🤖 AI Summary
Existing circuit discovery methods for language models suffer from low efficiency or poor accuracy. This work reformulates circuit discovery as an edge-level differentiable optimization problem—the first such formulation—and introduces a gradient-driven edge pruning strategy, departing from conventional neuron- or module-level pruning paradigms. Our method integrates differentiable sparse optimization with circuit fidelity evaluation and validates fidelity via Tracr-compiled models. Experiments demonstrate: (1) 50% edge reduction on GPT-2 without fidelity loss; (2) exact recovery of ground-truth circuits in Tracr models; and (3) the first discovery of instruction-tuning and in-context learning circuits in CodeLlama-13B—achieving >99.96% sparsity while preserving full-model performance, revealing substantial mechanistic overlap between the two. Overall, this work enables high-fidelity, highly sparse, and scalable automated circuit discovery in large language models.
📝 Abstract
The path to interpreting a language model often proceeds via analysis of circuits -- sparse computational subgraphs of the model that capture specific aspects of its behavior. Recent work has automated the task of discovering circuits. Yet, these methods have practical limitations, as they rely either on inefficient search algorithms or inaccurate approximations. In this paper, we frame automated circuit discovery as an optimization problem and propose *Edge Pruning* as an effective and scalable solution. Edge Pruning leverages gradient-based pruning techniques, but instead of removing neurons or components, it prunes the emph{edges} between components.
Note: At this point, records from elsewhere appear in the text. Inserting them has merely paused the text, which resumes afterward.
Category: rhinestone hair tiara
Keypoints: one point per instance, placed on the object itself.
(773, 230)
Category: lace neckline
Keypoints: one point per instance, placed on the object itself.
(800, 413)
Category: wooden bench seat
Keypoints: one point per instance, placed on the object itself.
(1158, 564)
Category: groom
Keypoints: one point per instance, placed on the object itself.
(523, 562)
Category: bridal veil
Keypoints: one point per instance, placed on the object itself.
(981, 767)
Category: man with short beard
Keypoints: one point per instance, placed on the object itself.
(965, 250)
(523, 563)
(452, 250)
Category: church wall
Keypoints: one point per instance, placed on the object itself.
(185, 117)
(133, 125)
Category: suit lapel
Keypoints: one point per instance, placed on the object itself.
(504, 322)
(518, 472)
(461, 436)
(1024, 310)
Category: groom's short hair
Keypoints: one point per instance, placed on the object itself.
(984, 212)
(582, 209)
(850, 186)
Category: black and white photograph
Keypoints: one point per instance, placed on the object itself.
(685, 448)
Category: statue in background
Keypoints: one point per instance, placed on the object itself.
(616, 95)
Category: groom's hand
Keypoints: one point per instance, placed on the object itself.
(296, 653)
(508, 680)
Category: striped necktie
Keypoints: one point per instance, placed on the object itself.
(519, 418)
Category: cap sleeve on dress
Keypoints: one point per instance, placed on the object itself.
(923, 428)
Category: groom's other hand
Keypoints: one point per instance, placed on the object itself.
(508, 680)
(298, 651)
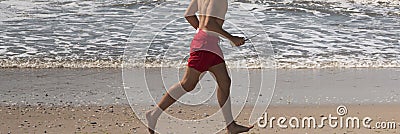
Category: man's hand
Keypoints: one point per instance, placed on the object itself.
(237, 41)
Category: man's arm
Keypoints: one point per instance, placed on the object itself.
(193, 20)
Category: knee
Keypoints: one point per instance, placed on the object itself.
(188, 85)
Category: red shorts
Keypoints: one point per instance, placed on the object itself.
(203, 60)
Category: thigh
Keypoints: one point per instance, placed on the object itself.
(190, 78)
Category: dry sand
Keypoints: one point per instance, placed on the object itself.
(120, 119)
(93, 100)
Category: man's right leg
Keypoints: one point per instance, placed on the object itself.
(187, 84)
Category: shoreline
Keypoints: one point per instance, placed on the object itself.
(94, 100)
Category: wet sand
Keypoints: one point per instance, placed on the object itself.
(93, 100)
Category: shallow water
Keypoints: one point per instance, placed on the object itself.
(303, 34)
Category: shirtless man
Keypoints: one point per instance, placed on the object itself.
(205, 55)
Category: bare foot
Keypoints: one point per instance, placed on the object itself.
(236, 129)
(151, 121)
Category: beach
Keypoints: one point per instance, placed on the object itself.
(94, 101)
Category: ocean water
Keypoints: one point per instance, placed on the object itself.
(151, 33)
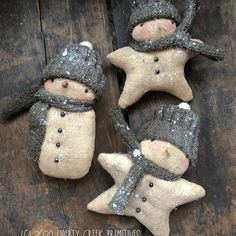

Our method finds circuits in GPT-2 that use less than half the number of edges compared to circuits found by previous methods while being equally faithful to the full model predictions on standard circuit-finding tasks. Edge Pruning is efficient even with as many as 100K examples, outperforming previous methods in speed and producing substantially better circuits. It also perfectly recovers the ground-truth circuits in two models compiled with Tracr. Thanks to its efficiency, we scale Edge Pruning to CodeLlama-13B, a model over 100x the scale that prior methods operate on. We use this setting for a case study comparing the mechanisms behind instruction prompting and in-context learning. We find two circuits with more than 99.96% sparsity that match the performance of the full model and reveal that the mechanisms in the two settings overlap substantially. Our case study shows that Edge Pruning is a practical and scalable tool for interpretability and sheds light on behaviors that only emerge in large models.